School of Computer and Information Technology, Shanxi University, Taiyuan 030006, Shanxi, China.
IEEE Trans Pattern Anal Mach Intell. 2013 Jun;35(6):1509-22. doi: 10.1109/TPAMI.2012.228.
As a leading partitional clustering technique, k-modes is one of the most computationally efficient clustering methods for categorical data. In the k-modes, a cluster is represented by a "mode," which is composed of the attribute value that occurs most frequently in each attribute domain of the cluster, whereas, in real applications, using only one attribute value in each attribute to represent a cluster may not be adequate as it could in turn affect the accuracy of data analysis. To get rid of this deficiency, several modified clustering algorithms were developed by assigning appropriate weights to several attribute values in each attribute. Although these modified algorithms are quite effective, their convergence proofs are lacking. In this paper, we analyze their convergence property and prove that they cannot guarantee to converge under their optimization frameworks unless they degrade to the original k-modes type algorithms. Furthermore, we propose two different modified algorithms with weighted cluster prototypes to overcome the shortcomings of these existing algorithms. We rigorously derive updating formulas for the proposed algorithms and prove the convergence of the proposed algorithms. The experimental studies show that the proposed algorithms are effective and efficient for large categorical datasets.
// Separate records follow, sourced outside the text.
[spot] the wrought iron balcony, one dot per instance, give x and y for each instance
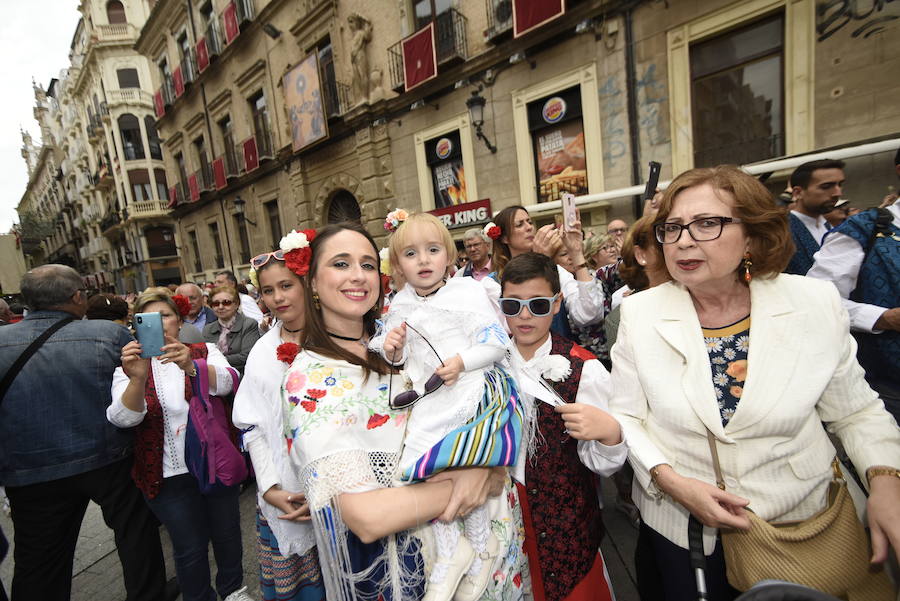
(450, 46)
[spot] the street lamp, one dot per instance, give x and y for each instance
(239, 206)
(475, 104)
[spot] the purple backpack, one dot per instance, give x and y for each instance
(208, 451)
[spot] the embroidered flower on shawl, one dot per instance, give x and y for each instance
(394, 219)
(296, 250)
(582, 353)
(286, 352)
(492, 230)
(556, 368)
(183, 304)
(376, 420)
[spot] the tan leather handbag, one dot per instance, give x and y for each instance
(828, 551)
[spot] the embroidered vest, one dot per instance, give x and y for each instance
(148, 435)
(807, 246)
(561, 491)
(878, 283)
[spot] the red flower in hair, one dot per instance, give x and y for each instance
(297, 260)
(581, 352)
(183, 304)
(286, 352)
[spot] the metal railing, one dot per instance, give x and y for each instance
(499, 21)
(335, 94)
(449, 41)
(129, 96)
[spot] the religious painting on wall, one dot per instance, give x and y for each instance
(304, 105)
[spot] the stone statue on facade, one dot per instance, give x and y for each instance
(361, 35)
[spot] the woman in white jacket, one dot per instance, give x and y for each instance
(687, 361)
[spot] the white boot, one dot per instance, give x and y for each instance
(473, 586)
(452, 569)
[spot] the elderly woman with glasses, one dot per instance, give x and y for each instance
(735, 357)
(288, 561)
(232, 332)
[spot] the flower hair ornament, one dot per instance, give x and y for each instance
(556, 368)
(394, 219)
(297, 252)
(492, 230)
(384, 256)
(183, 304)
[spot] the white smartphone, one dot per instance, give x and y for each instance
(570, 214)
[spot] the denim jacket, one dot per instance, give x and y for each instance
(53, 419)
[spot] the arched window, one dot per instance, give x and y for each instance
(343, 207)
(115, 12)
(132, 143)
(152, 138)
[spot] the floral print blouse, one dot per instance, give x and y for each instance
(728, 347)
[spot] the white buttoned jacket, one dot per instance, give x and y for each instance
(802, 371)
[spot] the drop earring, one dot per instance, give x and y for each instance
(747, 265)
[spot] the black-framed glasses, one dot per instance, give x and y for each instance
(408, 398)
(701, 230)
(539, 306)
(260, 260)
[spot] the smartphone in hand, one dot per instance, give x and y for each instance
(149, 332)
(570, 215)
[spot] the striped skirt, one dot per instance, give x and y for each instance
(489, 439)
(283, 578)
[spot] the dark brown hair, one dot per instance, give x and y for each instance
(315, 335)
(529, 266)
(500, 254)
(765, 224)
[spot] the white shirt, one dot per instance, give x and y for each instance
(815, 225)
(594, 388)
(584, 300)
(250, 308)
(839, 261)
(169, 380)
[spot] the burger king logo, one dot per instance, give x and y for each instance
(554, 109)
(443, 148)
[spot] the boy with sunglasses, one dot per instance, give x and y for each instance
(566, 391)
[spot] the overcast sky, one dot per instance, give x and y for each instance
(34, 41)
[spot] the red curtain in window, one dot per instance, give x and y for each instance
(202, 55)
(194, 187)
(219, 173)
(531, 14)
(251, 154)
(419, 58)
(178, 78)
(229, 20)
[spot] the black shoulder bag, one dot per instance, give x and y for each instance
(10, 375)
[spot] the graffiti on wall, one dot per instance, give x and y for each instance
(651, 94)
(612, 109)
(867, 17)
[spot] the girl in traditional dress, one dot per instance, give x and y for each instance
(345, 443)
(288, 562)
(447, 335)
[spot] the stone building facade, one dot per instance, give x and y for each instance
(100, 144)
(577, 101)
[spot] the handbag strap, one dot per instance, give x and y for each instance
(16, 368)
(837, 476)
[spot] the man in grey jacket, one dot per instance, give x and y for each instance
(58, 451)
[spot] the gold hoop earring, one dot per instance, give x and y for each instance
(747, 265)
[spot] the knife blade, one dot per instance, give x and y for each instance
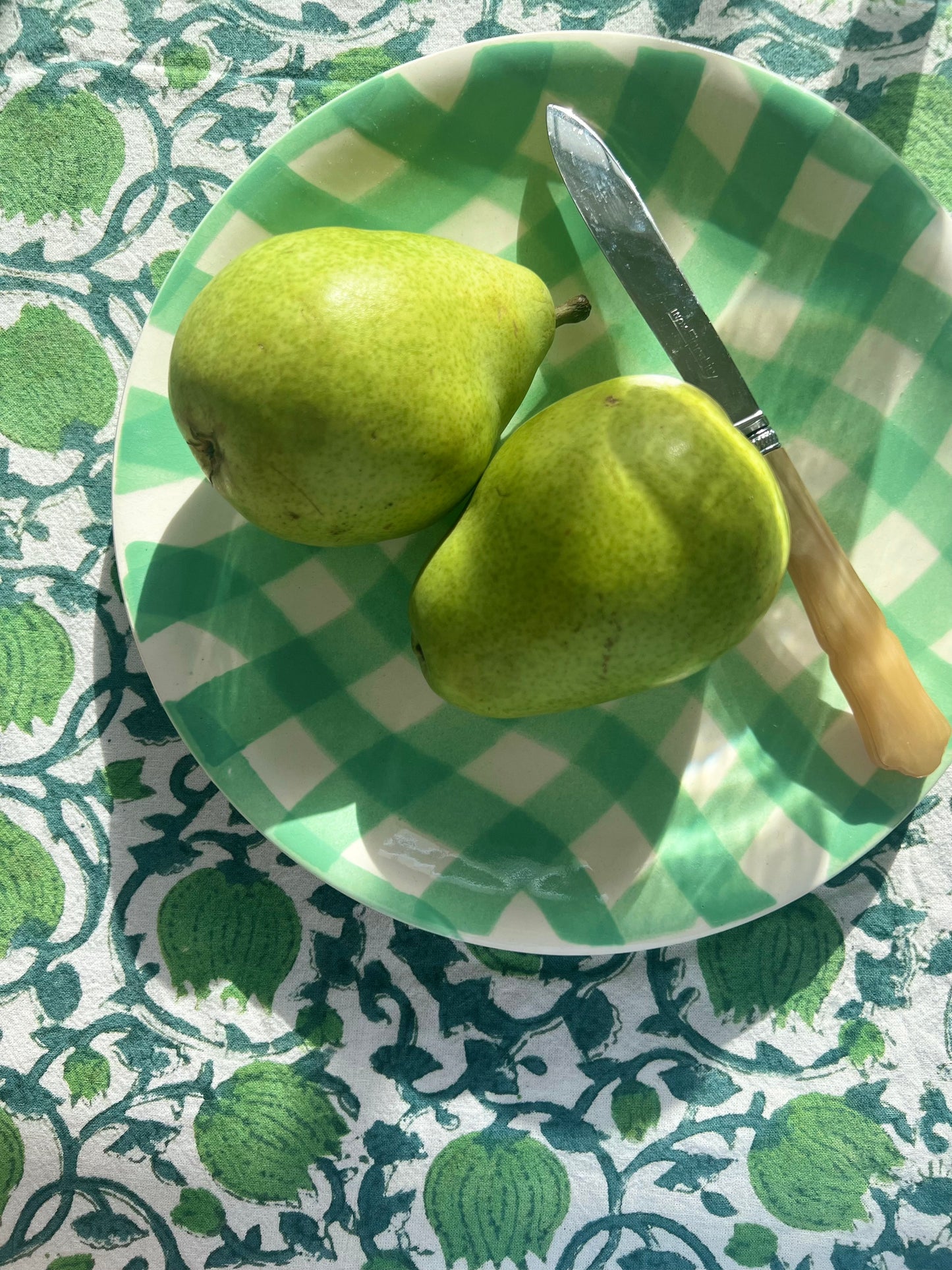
(632, 244)
(901, 728)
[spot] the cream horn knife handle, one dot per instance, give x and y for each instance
(900, 724)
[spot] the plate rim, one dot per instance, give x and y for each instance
(603, 40)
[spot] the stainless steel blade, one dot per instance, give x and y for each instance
(632, 244)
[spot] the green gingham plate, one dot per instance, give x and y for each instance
(667, 816)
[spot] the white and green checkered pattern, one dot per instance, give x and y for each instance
(287, 670)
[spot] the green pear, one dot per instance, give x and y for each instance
(345, 386)
(621, 539)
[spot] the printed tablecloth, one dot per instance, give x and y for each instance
(210, 1060)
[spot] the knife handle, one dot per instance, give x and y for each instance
(901, 727)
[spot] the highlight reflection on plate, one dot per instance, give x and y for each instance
(661, 817)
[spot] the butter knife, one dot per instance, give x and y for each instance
(901, 727)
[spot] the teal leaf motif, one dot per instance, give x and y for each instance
(717, 1204)
(104, 1228)
(932, 1196)
(700, 1085)
(690, 1172)
(141, 1138)
(654, 1259)
(301, 1231)
(59, 991)
(936, 1112)
(786, 962)
(882, 921)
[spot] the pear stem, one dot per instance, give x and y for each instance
(573, 310)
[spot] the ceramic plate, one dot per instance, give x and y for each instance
(661, 817)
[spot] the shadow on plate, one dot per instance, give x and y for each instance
(459, 813)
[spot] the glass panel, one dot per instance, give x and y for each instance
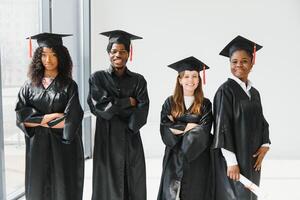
(18, 20)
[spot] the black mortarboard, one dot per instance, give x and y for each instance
(191, 63)
(239, 43)
(49, 39)
(119, 36)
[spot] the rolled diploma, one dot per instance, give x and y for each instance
(253, 188)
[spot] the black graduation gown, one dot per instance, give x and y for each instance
(187, 157)
(241, 128)
(119, 163)
(54, 157)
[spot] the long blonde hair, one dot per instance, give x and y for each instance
(177, 106)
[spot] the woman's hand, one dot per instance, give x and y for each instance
(260, 154)
(233, 172)
(171, 118)
(190, 126)
(49, 117)
(176, 131)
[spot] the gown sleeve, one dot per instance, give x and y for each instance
(139, 114)
(101, 103)
(169, 139)
(25, 112)
(73, 115)
(265, 127)
(196, 140)
(223, 114)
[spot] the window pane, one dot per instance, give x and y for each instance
(18, 20)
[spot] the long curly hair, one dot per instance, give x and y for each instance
(177, 106)
(65, 65)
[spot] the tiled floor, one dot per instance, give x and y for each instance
(280, 179)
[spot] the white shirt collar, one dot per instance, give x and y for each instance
(188, 101)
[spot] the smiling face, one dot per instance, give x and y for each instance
(189, 82)
(241, 64)
(118, 56)
(49, 60)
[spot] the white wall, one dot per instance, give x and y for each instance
(175, 29)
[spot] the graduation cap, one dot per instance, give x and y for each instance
(190, 63)
(119, 36)
(47, 40)
(241, 43)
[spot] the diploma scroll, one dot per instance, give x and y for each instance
(253, 188)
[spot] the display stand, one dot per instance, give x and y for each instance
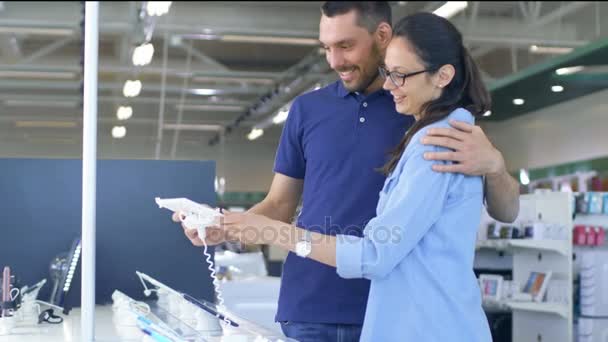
(539, 321)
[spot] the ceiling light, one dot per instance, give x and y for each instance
(213, 108)
(124, 112)
(451, 8)
(119, 132)
(524, 178)
(269, 39)
(142, 55)
(281, 116)
(518, 102)
(45, 124)
(189, 127)
(131, 88)
(255, 133)
(265, 81)
(41, 31)
(56, 75)
(157, 8)
(204, 91)
(45, 103)
(569, 70)
(556, 50)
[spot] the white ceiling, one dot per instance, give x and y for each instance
(41, 48)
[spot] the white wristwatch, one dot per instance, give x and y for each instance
(304, 246)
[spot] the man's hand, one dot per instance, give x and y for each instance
(473, 153)
(213, 235)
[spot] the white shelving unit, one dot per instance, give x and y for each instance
(539, 321)
(512, 245)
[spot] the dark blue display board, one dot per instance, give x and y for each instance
(40, 216)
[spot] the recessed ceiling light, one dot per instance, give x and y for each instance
(569, 70)
(119, 132)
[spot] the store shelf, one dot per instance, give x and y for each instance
(559, 246)
(548, 308)
(591, 220)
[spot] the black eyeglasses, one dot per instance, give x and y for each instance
(398, 78)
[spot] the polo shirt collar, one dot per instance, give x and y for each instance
(342, 92)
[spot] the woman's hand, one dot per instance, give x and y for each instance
(250, 228)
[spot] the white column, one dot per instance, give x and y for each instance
(89, 166)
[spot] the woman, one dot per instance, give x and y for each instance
(418, 251)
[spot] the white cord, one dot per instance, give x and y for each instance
(216, 284)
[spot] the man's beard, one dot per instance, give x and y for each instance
(367, 78)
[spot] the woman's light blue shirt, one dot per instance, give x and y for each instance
(418, 252)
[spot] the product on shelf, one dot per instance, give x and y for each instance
(595, 201)
(588, 235)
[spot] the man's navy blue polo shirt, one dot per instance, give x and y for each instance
(334, 140)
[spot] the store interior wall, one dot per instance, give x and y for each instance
(41, 216)
(572, 131)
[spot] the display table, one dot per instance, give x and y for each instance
(105, 330)
(67, 331)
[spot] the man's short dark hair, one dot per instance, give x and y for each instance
(370, 13)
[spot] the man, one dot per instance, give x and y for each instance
(332, 143)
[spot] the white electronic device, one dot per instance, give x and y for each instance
(197, 216)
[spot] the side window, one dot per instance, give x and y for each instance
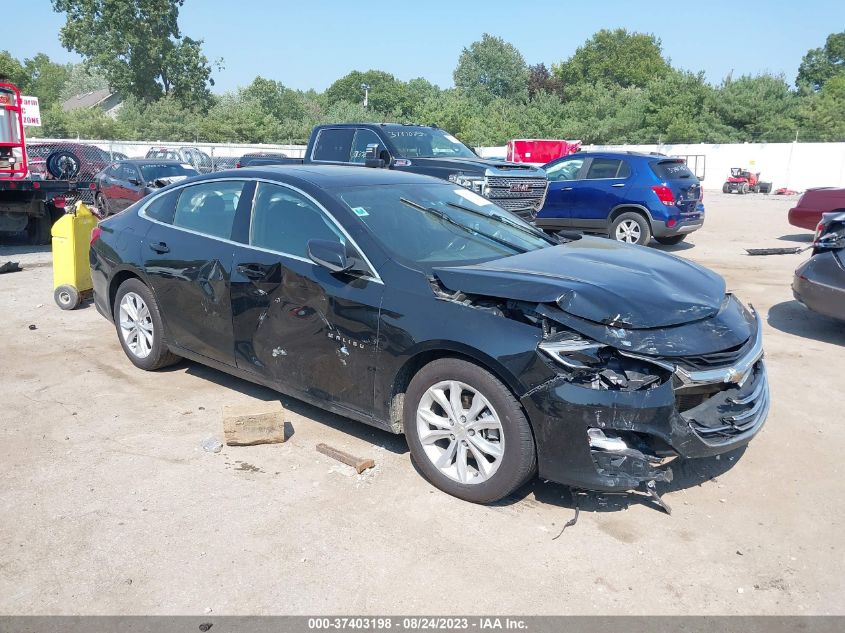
(284, 221)
(162, 207)
(209, 208)
(565, 169)
(604, 168)
(334, 145)
(359, 144)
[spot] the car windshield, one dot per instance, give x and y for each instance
(424, 142)
(153, 171)
(435, 224)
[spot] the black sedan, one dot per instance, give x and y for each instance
(126, 181)
(419, 307)
(819, 282)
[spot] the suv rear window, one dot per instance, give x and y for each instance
(671, 169)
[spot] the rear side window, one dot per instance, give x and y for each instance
(565, 169)
(334, 145)
(607, 168)
(671, 170)
(209, 208)
(284, 221)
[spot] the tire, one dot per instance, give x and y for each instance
(671, 241)
(38, 229)
(102, 204)
(63, 165)
(505, 429)
(141, 314)
(631, 228)
(67, 297)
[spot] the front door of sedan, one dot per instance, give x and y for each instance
(187, 256)
(295, 322)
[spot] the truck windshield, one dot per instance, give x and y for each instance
(430, 225)
(425, 142)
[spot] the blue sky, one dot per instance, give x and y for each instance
(309, 44)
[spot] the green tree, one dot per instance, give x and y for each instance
(45, 79)
(137, 44)
(490, 68)
(386, 93)
(820, 65)
(823, 113)
(11, 70)
(760, 108)
(617, 57)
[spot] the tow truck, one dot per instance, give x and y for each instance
(31, 202)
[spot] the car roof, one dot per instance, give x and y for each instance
(327, 175)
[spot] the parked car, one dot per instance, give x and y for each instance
(421, 149)
(417, 306)
(255, 159)
(819, 283)
(807, 213)
(628, 196)
(79, 161)
(127, 181)
(198, 159)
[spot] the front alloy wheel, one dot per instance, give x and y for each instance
(460, 432)
(467, 432)
(136, 325)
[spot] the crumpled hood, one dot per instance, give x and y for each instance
(600, 280)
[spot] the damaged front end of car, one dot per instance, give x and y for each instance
(631, 371)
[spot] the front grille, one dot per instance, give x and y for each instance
(723, 412)
(724, 358)
(523, 203)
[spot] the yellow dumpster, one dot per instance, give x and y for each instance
(71, 271)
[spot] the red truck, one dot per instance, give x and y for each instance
(813, 203)
(29, 201)
(540, 151)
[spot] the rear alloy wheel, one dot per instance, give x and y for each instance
(139, 326)
(631, 228)
(466, 431)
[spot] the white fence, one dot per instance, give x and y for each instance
(796, 166)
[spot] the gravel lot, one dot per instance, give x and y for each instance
(109, 505)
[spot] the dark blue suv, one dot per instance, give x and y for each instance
(628, 196)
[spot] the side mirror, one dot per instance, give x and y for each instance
(374, 156)
(328, 254)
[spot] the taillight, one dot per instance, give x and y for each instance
(664, 194)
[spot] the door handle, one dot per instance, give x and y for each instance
(251, 271)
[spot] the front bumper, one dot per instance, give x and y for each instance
(692, 415)
(819, 284)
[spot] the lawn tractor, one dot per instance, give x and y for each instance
(743, 181)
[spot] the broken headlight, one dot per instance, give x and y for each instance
(600, 366)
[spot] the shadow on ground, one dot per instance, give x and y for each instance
(797, 237)
(793, 318)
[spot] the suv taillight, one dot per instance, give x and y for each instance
(664, 194)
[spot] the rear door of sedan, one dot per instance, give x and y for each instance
(296, 323)
(187, 256)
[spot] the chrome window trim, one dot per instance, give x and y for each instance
(374, 276)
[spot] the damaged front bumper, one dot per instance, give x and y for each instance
(612, 439)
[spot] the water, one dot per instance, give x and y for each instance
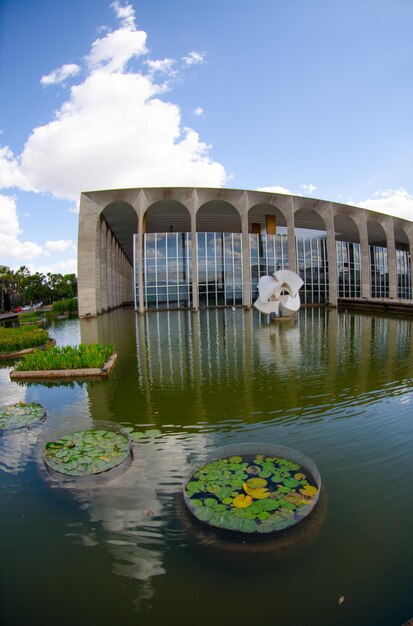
(336, 386)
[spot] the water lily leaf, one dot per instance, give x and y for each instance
(256, 483)
(291, 482)
(278, 477)
(253, 470)
(242, 501)
(309, 491)
(257, 494)
(248, 525)
(136, 435)
(204, 513)
(293, 497)
(211, 502)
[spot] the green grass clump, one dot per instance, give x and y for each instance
(67, 357)
(29, 317)
(65, 306)
(14, 339)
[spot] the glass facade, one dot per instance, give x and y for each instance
(167, 266)
(312, 266)
(379, 271)
(404, 283)
(348, 269)
(219, 269)
(268, 254)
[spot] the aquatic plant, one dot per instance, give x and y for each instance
(20, 415)
(87, 452)
(15, 339)
(251, 494)
(68, 357)
(29, 318)
(70, 305)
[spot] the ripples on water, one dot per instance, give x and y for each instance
(336, 386)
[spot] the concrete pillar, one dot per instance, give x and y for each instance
(88, 240)
(292, 249)
(411, 265)
(139, 256)
(246, 275)
(194, 259)
(109, 268)
(391, 258)
(119, 273)
(364, 257)
(103, 267)
(331, 256)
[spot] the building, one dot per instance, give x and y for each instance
(197, 247)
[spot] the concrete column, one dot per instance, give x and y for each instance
(391, 259)
(88, 241)
(139, 254)
(292, 250)
(194, 257)
(118, 260)
(103, 267)
(331, 256)
(246, 275)
(364, 257)
(109, 268)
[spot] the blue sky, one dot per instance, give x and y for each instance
(310, 97)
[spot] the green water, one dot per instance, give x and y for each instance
(336, 386)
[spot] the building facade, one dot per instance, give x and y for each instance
(164, 248)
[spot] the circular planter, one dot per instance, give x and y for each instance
(19, 416)
(253, 489)
(89, 455)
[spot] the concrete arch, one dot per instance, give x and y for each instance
(346, 227)
(219, 216)
(109, 218)
(167, 216)
(259, 218)
(309, 218)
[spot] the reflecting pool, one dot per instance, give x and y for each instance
(337, 386)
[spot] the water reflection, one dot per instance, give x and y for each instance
(336, 386)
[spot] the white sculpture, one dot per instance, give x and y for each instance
(278, 294)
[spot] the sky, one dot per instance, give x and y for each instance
(310, 97)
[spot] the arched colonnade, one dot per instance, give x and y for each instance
(108, 220)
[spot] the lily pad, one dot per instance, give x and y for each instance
(250, 493)
(20, 415)
(72, 456)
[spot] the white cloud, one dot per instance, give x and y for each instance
(60, 74)
(10, 171)
(59, 245)
(193, 58)
(10, 244)
(114, 50)
(198, 112)
(309, 188)
(162, 66)
(62, 267)
(113, 130)
(275, 189)
(397, 202)
(125, 13)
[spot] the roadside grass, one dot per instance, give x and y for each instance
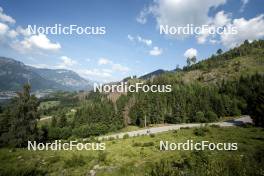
(131, 156)
(48, 104)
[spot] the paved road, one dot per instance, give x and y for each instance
(236, 122)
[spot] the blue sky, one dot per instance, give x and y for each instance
(132, 44)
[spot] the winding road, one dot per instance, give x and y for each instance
(237, 122)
作为一种主要的分区聚类技术,k-均值是用于分类数据的最有效计算方法之一。在 k-均值中,一个聚类由一个“模式”表示,该模式由聚类中每个属性域中出现最频繁的属性值组成,然而,在实际应用中,仅使用每个属性中的一个属性值来表示聚类可能不够充分,因为这反过来可能会影响数据分析的准确性。为了摆脱这一缺陷,开发了几种修改后的聚类算法,为每个属性中的几个属性值分配适当的权重。尽管这些修改后的算法非常有效,但它们的收敛证明却缺乏。在本文中,我们分析了它们的收敛特性,并证明除非它们退化到原始的 k-均值类型算法,否则它们在其优化框架下无法保证收敛。此外,我们提出了两种具有加权聚类原型的不同修改算法,以克服现有算法的缺点。我们严格推导了所提出算法的更新公式,并证明了所提出算法的收敛性。实验研究表明,所提出的算法对于大型分类数据集是有效和高效的。